1. Other -- A genuine interest as an RPG player on if they managed to improve their formula on making their games and produce a decent aRPG (which, generally, they did when looking back at their two previous titles).
2. PC
3. Gave it a 6 (would've given a 6,5, but it was not an option). It's fun for a time and for what it is, but the issues are too glaring to consider it a "really good" or "remarkable" (aside from the environs, everything just feels bland after the initial impact -- as is custom with Bethesda games -- the quests are repetitive dungeon dives for the most part, most charcters lack chacter and there's generally very little to make me care, to want to help them and do their quests, and the gameplay is the standard generally uninspiring Bethesda gameplay with too much freedom and too little boundaries for the games own good thus causing nothing to really matter), but as said, it's fun for its time and for what it is, a decent timeburner and a showcase that Beth did indeed improve on some aspects. And 6 is plenty a score from me.
You know I see something here that reminds me of my own thoughts on games such as these. I was wondering, after nearly 40 hrs of skyrim so far, when does the magic wear off? Not as regards Skyrim itself. Not that at all. But in regards to these huge, open world "sandbox" games in general.
Lets face it. 'Open World' may as well be a synonym for 'fetch quest.' They go hand in hand. Every quest in these worlds revolves around 'go here, get/kill/observe this, and come back.' That, in essence, is an open world game. There is no progression. Quests are not quests. They are errands. You never really feel as if you are getting anywhere - rather, you just retrace ground you have trod numerous times before, looking for the next magical macguffin.
Now, there is something entertaining in this formula to be sure. People love it. It offers a semblance of freedom never known in video games, this 'open world sandbox.' But like the FPS and the Platformer before it, it is a fad. Pretty soon, 'open world' will be the new FPS, and people will tire of playing the prophesied savior who must retrieve numerous magical artifacts for people too lazy to go get them (or pay a team of mercenaries to do so) and they will move on. After all, that is, at the heart of it, all this is.

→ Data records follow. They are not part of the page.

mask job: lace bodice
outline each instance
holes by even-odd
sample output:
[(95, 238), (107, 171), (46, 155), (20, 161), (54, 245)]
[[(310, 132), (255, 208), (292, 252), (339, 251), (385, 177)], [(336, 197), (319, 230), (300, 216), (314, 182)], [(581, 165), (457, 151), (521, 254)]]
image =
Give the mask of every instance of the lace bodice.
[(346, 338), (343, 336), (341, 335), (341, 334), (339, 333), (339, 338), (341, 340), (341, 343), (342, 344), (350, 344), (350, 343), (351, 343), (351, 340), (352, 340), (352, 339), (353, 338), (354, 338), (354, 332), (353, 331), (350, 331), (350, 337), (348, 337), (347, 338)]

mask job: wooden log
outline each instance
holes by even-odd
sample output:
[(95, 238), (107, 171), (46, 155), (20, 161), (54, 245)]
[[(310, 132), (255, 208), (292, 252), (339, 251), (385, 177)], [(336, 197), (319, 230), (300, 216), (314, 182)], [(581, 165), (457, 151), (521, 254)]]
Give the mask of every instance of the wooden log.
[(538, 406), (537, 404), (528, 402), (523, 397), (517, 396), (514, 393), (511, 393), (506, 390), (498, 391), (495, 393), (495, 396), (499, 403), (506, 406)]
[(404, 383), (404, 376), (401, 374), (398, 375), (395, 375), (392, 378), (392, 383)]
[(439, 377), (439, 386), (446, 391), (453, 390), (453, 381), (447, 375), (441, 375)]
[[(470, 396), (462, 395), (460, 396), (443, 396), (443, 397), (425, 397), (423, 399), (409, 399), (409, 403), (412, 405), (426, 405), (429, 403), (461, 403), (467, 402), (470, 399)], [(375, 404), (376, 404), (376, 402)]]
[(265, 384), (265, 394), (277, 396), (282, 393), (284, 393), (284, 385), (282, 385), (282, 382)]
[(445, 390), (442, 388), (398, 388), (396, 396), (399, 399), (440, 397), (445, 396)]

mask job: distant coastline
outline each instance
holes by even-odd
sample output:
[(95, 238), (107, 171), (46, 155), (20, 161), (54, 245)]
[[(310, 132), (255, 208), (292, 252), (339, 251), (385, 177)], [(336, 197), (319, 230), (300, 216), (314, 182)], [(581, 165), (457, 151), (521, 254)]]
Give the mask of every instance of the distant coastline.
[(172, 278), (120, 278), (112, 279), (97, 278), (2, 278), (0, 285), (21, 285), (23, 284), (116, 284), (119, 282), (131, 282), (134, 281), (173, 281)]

Something new, a fad.
Pretty soon, crossing and recrossing the same old territory time and again, to look at the same cave walls for the 50th time in order to get the next best weapon in order to go get the next best weapon (that repeat is not a typo, but rather a synopsis of open world gaming) will wear people out.
And where will the RPG genre go, once people tire of going over the same old ground time and again for little to no reason?